Insights

Payments Related Risks From COVID-19

This piece was first published on March 6, 2020.

Editor's note: Oliver Wyman is monitoring the COVID-19 events in real time, and we have compiled resources to help our clients and the industries they serve. Please continue to monitor the Responding To Coronavirus Hub for updates.

The situation regarding the emergence and transmission of COVID-19 remains concerning and rapidly changing. The effects on global and regional activity and commerce continue to escalate, and it is clear that consumers and business are changing their behaviors, especially around activities such as travel and interpersonal contact.

We expect that your organization has enterprise-wide planning and mitigation activities underway. However, there are some specific ways that COVID-19 may uniquely affect payments businesses.
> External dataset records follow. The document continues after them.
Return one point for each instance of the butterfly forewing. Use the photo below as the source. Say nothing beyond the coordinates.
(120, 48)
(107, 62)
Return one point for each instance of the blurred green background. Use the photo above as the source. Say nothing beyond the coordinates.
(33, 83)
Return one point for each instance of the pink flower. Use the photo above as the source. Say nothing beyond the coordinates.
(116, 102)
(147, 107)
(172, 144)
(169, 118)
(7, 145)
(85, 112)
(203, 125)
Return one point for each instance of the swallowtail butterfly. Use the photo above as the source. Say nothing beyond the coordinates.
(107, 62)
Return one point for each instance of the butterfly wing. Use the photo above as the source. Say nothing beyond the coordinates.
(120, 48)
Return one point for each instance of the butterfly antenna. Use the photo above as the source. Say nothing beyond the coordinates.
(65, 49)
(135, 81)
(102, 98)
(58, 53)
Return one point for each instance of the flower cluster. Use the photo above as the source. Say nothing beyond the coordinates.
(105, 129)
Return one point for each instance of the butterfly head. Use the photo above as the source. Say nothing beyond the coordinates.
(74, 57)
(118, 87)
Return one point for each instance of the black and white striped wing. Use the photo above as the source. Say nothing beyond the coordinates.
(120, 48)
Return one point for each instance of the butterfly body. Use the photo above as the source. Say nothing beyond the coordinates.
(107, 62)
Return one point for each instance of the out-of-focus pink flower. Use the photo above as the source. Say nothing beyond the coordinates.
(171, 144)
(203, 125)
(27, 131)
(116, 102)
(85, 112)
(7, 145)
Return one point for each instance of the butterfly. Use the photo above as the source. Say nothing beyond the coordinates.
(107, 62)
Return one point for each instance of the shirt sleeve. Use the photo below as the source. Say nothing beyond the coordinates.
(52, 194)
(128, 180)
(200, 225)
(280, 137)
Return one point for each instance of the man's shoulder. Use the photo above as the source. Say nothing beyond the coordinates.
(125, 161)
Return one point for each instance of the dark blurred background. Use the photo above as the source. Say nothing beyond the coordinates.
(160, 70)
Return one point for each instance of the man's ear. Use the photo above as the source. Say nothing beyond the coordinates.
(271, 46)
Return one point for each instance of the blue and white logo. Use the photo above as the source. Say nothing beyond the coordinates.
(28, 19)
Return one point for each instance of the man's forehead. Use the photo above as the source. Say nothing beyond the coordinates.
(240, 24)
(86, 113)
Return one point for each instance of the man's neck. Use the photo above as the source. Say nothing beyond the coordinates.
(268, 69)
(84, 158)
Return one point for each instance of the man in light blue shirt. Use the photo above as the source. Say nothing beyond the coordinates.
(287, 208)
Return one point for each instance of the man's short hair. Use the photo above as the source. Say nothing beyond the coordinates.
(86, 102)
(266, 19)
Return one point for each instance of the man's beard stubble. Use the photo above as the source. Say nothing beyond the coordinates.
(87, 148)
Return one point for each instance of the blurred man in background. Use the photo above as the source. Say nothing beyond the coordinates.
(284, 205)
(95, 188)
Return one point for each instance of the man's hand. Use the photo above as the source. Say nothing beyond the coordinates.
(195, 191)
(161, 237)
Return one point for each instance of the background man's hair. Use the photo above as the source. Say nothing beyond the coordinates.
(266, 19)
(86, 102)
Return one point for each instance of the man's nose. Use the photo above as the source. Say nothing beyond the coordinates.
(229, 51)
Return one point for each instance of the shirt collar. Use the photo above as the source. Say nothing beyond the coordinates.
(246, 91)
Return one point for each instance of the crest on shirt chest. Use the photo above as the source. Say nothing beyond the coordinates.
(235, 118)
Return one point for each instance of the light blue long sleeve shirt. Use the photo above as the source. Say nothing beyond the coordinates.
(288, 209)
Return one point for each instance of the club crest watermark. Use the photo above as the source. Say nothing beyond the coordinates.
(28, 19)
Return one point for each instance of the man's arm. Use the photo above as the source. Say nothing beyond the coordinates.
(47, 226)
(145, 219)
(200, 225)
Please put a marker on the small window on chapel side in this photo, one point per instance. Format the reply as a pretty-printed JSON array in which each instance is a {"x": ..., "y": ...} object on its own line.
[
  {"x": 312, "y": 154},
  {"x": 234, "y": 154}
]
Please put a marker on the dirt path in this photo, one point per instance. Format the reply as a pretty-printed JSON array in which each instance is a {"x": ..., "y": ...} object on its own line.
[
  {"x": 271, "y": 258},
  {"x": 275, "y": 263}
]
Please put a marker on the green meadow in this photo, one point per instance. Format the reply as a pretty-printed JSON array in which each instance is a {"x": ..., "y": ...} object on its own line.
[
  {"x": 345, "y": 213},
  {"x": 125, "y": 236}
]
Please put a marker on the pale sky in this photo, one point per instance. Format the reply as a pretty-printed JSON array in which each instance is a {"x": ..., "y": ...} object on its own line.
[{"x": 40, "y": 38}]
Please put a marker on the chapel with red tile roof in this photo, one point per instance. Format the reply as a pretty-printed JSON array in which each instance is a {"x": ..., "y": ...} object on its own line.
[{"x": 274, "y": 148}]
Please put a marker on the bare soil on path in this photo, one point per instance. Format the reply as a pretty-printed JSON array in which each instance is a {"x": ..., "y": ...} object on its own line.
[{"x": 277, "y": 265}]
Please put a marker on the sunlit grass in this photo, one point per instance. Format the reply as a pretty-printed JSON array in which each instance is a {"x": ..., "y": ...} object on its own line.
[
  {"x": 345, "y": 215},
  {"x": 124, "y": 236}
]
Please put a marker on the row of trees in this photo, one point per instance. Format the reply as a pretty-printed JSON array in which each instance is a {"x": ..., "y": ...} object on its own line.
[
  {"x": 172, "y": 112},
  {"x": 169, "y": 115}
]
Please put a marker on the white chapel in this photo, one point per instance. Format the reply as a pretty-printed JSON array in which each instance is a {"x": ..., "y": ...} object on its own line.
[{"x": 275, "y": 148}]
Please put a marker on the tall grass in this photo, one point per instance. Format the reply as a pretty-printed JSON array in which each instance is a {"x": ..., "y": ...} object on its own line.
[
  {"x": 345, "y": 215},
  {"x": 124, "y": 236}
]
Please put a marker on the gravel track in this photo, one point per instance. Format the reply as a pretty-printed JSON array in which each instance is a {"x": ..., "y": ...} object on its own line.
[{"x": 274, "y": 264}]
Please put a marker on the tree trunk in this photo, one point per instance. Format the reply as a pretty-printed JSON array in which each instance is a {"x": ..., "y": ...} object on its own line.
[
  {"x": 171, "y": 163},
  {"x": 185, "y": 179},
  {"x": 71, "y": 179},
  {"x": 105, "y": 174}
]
We have framed these as potential payments issues and ways to adapt or mitigate impacts, split into tactics that are practical to implement now, and those that should be considered to avoid adverse business outcomes — losses, service disruptions, customer experience — in the future.

Potential payments issues

Ways to adapt and mitigate impacts


Chargebacks

For volume that constitutes prepayment for future services (e.g. prepaid travel, deposits for future services), consumers may cancel plans and attempt to recover funds, even if contractually non-refundable, through chargebacks. This may cause an increase in operational burden and financial losses to merchants.
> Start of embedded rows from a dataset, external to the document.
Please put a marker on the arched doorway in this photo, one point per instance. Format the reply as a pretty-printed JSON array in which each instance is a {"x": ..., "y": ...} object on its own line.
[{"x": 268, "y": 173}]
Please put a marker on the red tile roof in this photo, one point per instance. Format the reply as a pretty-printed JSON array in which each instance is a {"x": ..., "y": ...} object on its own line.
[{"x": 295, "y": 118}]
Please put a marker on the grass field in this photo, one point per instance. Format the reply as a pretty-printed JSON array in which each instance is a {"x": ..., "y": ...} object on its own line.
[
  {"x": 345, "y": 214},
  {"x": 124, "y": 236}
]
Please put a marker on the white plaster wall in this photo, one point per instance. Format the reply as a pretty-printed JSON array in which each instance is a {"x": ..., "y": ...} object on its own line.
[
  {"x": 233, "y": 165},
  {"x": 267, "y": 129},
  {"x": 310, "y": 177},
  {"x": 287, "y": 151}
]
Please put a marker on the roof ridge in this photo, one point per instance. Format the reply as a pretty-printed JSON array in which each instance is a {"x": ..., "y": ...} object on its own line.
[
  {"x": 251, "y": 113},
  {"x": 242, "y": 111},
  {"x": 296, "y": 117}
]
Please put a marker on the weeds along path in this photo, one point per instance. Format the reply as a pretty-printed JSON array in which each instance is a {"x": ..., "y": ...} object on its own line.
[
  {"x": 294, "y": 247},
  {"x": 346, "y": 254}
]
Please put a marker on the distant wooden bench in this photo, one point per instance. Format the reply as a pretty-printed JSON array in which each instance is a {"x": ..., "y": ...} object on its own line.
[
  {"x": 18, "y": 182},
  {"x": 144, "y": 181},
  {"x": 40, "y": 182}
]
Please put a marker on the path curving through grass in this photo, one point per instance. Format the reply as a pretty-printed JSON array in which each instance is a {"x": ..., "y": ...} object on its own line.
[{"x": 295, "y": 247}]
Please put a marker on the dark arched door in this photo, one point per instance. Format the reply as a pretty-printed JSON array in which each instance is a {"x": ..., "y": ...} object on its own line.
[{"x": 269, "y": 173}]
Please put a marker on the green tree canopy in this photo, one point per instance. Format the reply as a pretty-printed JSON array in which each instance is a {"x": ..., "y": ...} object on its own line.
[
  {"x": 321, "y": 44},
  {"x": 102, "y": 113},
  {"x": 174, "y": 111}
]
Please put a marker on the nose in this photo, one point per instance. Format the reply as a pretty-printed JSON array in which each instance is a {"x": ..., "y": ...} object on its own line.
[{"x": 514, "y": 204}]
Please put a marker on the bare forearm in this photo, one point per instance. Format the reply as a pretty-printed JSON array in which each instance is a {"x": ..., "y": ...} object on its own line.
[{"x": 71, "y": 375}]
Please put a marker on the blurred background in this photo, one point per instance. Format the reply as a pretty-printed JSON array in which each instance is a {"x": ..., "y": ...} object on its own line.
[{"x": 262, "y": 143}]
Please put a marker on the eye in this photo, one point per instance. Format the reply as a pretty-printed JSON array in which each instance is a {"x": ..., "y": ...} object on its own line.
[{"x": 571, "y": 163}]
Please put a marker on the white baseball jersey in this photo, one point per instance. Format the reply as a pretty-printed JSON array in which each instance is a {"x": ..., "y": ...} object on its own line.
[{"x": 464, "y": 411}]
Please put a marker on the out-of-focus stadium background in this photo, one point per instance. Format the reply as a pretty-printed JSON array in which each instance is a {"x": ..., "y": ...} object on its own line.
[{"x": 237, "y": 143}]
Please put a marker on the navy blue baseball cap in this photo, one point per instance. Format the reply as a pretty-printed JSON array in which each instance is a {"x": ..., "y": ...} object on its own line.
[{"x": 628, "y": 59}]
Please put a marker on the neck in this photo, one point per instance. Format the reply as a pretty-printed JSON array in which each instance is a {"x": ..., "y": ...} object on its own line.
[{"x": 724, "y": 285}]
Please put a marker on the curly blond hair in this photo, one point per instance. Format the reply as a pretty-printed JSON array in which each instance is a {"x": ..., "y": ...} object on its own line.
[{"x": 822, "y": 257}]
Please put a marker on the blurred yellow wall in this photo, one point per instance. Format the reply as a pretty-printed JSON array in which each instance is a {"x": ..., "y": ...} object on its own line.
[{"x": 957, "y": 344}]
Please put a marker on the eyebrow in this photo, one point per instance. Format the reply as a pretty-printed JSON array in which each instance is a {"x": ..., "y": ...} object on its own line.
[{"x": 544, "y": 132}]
Conversely, during this period of extreme uncertainty, customers may be unwilling to transact unless they have some flexibility, amplifying other effects already suppressing purchase volume.



Now: Be prepared for any increase in chargeback volume and to robustly utilize processes to minimize losses such as timely representment and adequate documentation.

Review refund, return and chargeback policies during this period to mitigate customer uncertainty and build goodwill (similar to flexibility offered in the Travel industry around adverse weather events). Balance these policies against impact on business economics.

Future: Ensure form of payment choices and service pricing adequately reflects payment reversal risk for prepaid payments.


Third-party / supplier risk

Often key payments activities (e.g. processing, customer service) are provided by outsourced vendors. Frequently responsibility for monitoring and managing vendor business continuity falls to Enterprise Risk, who apply an enterprise-wide prioritization lens. Is this aligned with the priorities of your payments business?



Now: Proactively engage with key suppliers to ensure contingency plans are in place to meet SLAs in case of adverse events such as staff shortages or facility closures.

Future: Consider the robustness of your payments supply chain in the context of business continuity planning, including availability of redundant / backup suppliers, hidden supplier concentrations for example by geography.


Fraud risk

It is an unfortunate truth that some seek to use times of crisis and volatility for personal gain. Fraudsters may attempt to exploit any changes in customer behavior — which could render the traditional patterns used to identify illegitimate transactions temporarily less useful — to mask fraudulent activity.



Now: Consider whether emerging changes in customer behavior warrant any short-term changes to fraud detection logic (e.g. adding rules, tightening thresholds).

Future: Assess extent to which fraud detection practices are dynamic and robust to changing conditions.

With good fortune, the current situation will moderate and pass quickly. In the meantime, steps can be taken to ensure your business is appropriately prepared and you can answer Board and Senior Leadership questions regarding readiness and choices to be made in the immediate term.